Add file-scoped rules for your most-edited file types (frontend, tests, backend)
Write your first custom linter for a rule you've corrected more than twice
Add a task tracker file to save state between sessions
Practice context management: compact after 15 to 20 turns, use subagents for research

Week 3: Build verification

Set up dev servers so the agent can see the running app
Configure Browser MCPs if your tool supports them
Add a pre-commit hook with type-checking and linting
Write your first E2E test for a critical user flow

Ongoing: Let it compound

Log every correction as a lesson
Promote recurring lessons into rules, then into linters or hooks
Write skill playbooks for complex recurring tasks
Review and prune: remove outdated lessons, update stale docs

Explore the demo

The entire reference implementation is open source. Clone it and explore how these patterns look in practice:

git clone https://github.com/haripery/harness-engineering.git
cd harness-engineering
npm install

Key files to study:

CLAUDE.md: the agent entry point (~100 lines)
ARCHITECTURE.md: the layered domain model
tasks/lessons.md: the self-improvement loop in action
.claude/skills/: nine agent skill playbooks
linters/: four custom architecture linters
scripts/check-verification.sh: the verification gate

See docs/GETTING_STARTED.md for full setup instructions including database, test credentials, and MCP configuration.

The Shift

The discipline didn't go away. It moved from the code to the scaffolding. You spend your time writing specs, designing constraints, capturing lessons, and verifying outcomes. The agent writes everything else.
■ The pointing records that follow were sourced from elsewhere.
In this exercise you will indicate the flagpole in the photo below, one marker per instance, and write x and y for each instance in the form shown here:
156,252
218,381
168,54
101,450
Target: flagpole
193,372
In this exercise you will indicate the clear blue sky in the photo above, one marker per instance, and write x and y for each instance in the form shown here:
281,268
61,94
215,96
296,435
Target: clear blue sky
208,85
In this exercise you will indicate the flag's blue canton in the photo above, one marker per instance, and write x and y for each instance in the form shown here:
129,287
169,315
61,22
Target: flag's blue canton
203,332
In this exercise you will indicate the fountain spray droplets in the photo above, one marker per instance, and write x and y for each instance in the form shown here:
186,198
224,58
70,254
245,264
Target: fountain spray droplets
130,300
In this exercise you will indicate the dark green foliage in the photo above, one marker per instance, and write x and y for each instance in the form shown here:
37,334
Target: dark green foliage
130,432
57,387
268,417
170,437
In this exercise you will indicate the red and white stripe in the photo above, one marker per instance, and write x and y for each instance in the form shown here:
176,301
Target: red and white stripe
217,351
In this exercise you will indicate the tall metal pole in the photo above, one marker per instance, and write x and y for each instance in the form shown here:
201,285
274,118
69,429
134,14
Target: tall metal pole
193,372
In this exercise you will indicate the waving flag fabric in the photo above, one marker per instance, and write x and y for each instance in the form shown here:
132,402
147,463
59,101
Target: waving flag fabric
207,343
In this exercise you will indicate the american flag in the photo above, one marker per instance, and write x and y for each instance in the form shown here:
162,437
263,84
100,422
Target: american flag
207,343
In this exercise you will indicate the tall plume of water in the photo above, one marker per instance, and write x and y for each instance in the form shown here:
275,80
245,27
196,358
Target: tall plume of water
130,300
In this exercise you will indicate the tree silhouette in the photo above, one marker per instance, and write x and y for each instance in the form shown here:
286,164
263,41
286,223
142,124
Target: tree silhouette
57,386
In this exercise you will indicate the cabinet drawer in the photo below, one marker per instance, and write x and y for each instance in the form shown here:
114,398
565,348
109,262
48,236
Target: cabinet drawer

OpenAI's post ends with a line worth remembering: "building software still demands discipline, but the discipline shows up more in the scaffolding rather than the code."

Whether you use Claude Code, Codex, or something else, the principles are the same:

Start with a map, not a manual
Design your architecture for agent predictability
Enforce rules with linters and hooks, not documentation
Build a self-improvement loop that compounds every session
Make your application visible to the agent
Verify before declaring done
Save state to disk, always
Treat context like memory and manage it actively

The question isn't whether agents can write your code. They can. The question is whether you've built the harness that lets them do it well.
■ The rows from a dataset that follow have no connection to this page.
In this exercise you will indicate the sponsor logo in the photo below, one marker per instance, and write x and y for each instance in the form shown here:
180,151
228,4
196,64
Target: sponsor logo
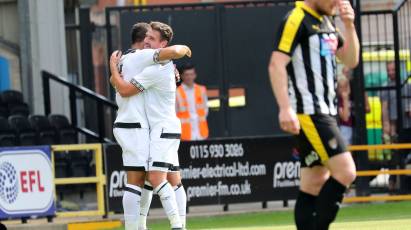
9,184
26,182
286,174
329,44
118,180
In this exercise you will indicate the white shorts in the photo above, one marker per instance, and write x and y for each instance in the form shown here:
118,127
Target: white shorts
135,145
164,151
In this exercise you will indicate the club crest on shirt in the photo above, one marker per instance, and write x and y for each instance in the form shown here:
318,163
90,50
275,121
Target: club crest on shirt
333,143
329,44
311,158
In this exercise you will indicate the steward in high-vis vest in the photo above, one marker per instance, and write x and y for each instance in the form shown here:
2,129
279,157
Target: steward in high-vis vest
192,106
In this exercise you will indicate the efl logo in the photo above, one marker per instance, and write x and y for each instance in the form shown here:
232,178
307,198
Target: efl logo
26,182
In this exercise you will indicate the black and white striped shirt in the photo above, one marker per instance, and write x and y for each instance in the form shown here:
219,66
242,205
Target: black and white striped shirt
311,40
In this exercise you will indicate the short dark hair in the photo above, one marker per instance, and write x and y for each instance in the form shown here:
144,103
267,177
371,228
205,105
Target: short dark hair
139,31
185,66
165,30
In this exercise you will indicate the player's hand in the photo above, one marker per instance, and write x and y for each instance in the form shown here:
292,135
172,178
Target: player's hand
177,74
183,50
289,121
188,51
347,14
114,60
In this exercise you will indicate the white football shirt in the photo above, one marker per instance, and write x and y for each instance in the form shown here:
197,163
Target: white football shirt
157,82
131,109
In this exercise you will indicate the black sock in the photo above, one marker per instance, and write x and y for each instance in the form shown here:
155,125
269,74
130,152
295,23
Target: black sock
328,203
304,211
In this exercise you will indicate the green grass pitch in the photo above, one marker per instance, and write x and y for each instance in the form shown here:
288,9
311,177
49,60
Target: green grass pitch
393,215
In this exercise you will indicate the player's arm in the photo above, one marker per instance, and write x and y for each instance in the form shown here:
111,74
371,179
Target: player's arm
349,52
173,52
124,88
287,39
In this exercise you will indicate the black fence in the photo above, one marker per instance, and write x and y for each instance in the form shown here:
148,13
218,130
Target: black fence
232,44
77,95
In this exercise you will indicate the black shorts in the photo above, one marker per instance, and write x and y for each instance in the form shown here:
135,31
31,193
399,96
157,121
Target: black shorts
319,139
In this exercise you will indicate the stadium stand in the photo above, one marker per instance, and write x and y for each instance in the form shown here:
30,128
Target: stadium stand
25,133
7,134
79,160
46,132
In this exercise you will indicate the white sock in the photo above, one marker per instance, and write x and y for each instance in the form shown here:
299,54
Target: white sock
181,198
168,200
131,206
146,197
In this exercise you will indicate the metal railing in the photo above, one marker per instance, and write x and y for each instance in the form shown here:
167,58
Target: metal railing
99,179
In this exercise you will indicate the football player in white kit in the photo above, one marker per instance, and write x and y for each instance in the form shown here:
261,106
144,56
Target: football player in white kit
131,127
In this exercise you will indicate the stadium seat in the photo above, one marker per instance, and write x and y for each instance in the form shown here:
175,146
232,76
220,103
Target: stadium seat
4,111
26,134
11,97
79,160
46,132
20,108
66,133
7,134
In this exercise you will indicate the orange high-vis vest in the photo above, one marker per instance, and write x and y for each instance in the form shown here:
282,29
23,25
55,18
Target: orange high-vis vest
184,114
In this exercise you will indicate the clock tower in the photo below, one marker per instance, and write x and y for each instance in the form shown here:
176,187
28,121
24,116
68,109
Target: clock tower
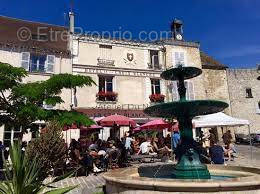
177,30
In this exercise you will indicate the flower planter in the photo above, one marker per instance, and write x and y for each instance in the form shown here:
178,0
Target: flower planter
106,96
157,98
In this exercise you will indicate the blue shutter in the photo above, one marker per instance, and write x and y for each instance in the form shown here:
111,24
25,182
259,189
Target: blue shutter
50,63
25,62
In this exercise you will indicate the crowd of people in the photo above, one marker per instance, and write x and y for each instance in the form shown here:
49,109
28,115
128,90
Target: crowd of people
98,155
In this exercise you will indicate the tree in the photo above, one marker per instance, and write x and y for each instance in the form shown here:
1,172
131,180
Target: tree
24,177
49,150
21,103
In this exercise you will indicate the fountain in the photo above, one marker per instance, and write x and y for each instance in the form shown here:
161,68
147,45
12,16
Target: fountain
189,174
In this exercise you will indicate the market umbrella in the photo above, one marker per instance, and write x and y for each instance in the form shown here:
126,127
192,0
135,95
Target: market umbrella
91,127
158,124
119,120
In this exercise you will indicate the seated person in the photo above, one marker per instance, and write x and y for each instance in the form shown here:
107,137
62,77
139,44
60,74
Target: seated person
216,153
230,150
146,148
162,148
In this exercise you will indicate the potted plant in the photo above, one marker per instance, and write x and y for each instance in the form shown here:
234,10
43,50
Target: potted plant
101,95
157,98
111,96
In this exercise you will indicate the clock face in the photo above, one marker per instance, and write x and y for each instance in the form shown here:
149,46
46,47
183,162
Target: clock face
179,37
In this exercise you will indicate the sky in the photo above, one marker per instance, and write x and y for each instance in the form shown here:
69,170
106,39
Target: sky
228,30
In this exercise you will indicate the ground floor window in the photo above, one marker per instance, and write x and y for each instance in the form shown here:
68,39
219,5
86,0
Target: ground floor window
106,89
11,135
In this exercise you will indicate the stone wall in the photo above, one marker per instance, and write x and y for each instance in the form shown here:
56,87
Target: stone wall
241,106
216,88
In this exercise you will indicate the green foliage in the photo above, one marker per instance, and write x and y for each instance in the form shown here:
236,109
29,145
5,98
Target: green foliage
10,76
24,176
49,150
22,104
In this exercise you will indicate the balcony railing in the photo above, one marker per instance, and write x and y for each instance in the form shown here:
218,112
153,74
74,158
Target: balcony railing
157,98
155,66
106,62
106,96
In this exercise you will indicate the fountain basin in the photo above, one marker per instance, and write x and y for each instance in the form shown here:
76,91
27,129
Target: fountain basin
186,108
236,180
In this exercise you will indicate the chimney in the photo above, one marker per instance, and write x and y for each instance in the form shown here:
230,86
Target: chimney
72,22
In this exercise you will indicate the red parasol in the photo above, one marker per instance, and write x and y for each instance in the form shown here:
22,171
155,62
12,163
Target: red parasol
91,127
156,124
117,120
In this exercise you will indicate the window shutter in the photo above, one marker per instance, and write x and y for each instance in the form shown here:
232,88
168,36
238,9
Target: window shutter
179,58
162,85
25,63
114,84
148,86
50,63
175,94
75,47
189,90
161,58
47,106
146,60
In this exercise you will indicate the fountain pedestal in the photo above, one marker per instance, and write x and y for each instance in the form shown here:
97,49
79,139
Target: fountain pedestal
189,165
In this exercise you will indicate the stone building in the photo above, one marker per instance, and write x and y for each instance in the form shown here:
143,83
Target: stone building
131,71
127,73
244,94
38,53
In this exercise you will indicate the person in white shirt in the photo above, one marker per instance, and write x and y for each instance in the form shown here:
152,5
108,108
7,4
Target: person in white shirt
128,141
146,147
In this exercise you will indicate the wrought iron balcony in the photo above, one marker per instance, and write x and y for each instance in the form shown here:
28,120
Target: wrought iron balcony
106,62
155,66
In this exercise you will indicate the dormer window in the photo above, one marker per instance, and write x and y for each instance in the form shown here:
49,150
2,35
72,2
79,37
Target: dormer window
249,93
40,63
39,37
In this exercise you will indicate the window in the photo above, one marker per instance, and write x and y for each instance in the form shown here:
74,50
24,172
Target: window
179,58
37,62
105,51
258,108
105,84
154,59
190,95
105,55
39,37
155,86
249,93
10,135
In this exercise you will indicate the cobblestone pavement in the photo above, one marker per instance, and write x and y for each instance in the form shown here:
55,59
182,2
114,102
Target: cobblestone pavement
93,184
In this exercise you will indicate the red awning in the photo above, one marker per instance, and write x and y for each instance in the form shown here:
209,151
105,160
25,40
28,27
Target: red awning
157,124
117,120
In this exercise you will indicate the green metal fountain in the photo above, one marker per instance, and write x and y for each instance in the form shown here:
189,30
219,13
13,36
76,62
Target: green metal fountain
189,165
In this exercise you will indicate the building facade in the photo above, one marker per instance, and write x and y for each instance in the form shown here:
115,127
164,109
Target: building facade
244,92
127,73
38,54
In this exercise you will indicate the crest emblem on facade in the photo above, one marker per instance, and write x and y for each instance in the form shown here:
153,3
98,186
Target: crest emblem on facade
130,57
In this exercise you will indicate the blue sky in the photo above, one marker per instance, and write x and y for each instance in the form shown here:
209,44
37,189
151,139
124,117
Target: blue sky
228,30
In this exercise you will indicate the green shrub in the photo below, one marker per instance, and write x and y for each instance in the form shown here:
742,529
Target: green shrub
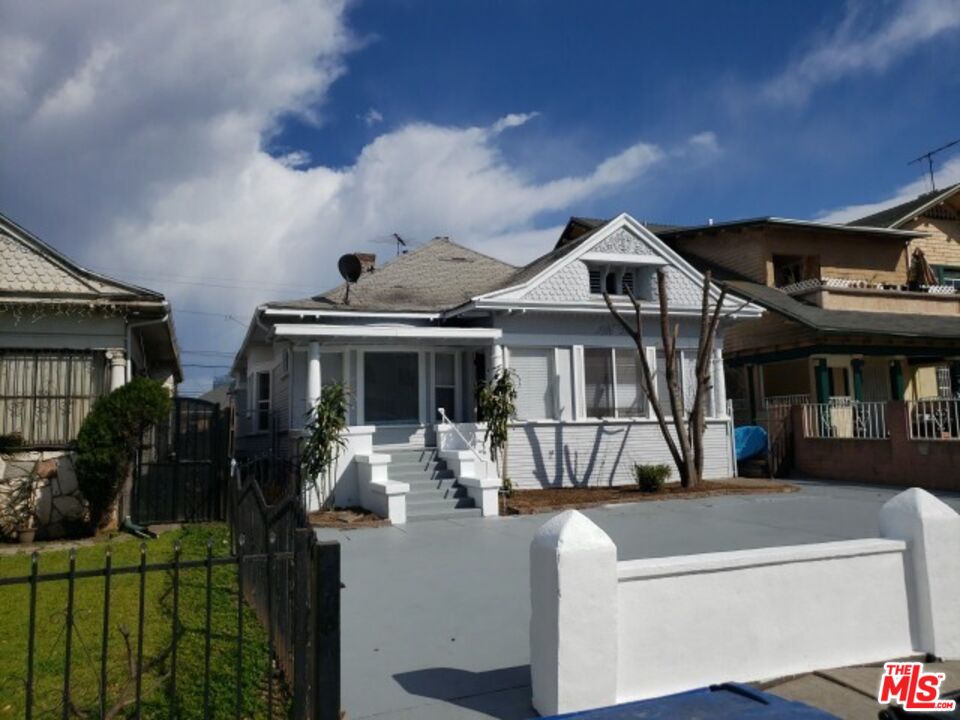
650,478
109,438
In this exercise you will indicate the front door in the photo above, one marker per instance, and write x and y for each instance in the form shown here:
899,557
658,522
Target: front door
445,384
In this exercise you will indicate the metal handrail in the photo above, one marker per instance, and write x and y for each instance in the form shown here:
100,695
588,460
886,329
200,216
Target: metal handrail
451,423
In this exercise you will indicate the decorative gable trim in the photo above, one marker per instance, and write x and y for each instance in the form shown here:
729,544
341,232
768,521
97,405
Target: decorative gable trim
606,241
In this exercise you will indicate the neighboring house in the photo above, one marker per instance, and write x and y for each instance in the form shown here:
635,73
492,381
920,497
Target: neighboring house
842,320
418,334
67,337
What's Next: Packaging the Harness as a Plugin

Everything in this guide (the skills, verification hooks, MCP configurations, self-improvement loop) lives inside the repository's .claude/ directory. That works when you're building from scratch or cloning the demo. But what if you want to apply these practices to an existing codebase without copying files around?

That's where Claude Code plugins come in. A plugin is a self-contained package that bundles skills, hooks, MCP configs, and agents into a single installable unit. Instead of manually setting up verification workflows, self-improvement loops, and Browser MCP servers in every project, you'd run /plugin install harness-engineering and get the entire methodology wired up instantly.

The next post will walk through packaging this harness as a distributable plugin, turning a project-specific workflow into a portable methodology that anyone can install with one command.

This guide is based on practices developed using Claude Code and Opus 4.6. The reference implementation demonstrates every pattern described here.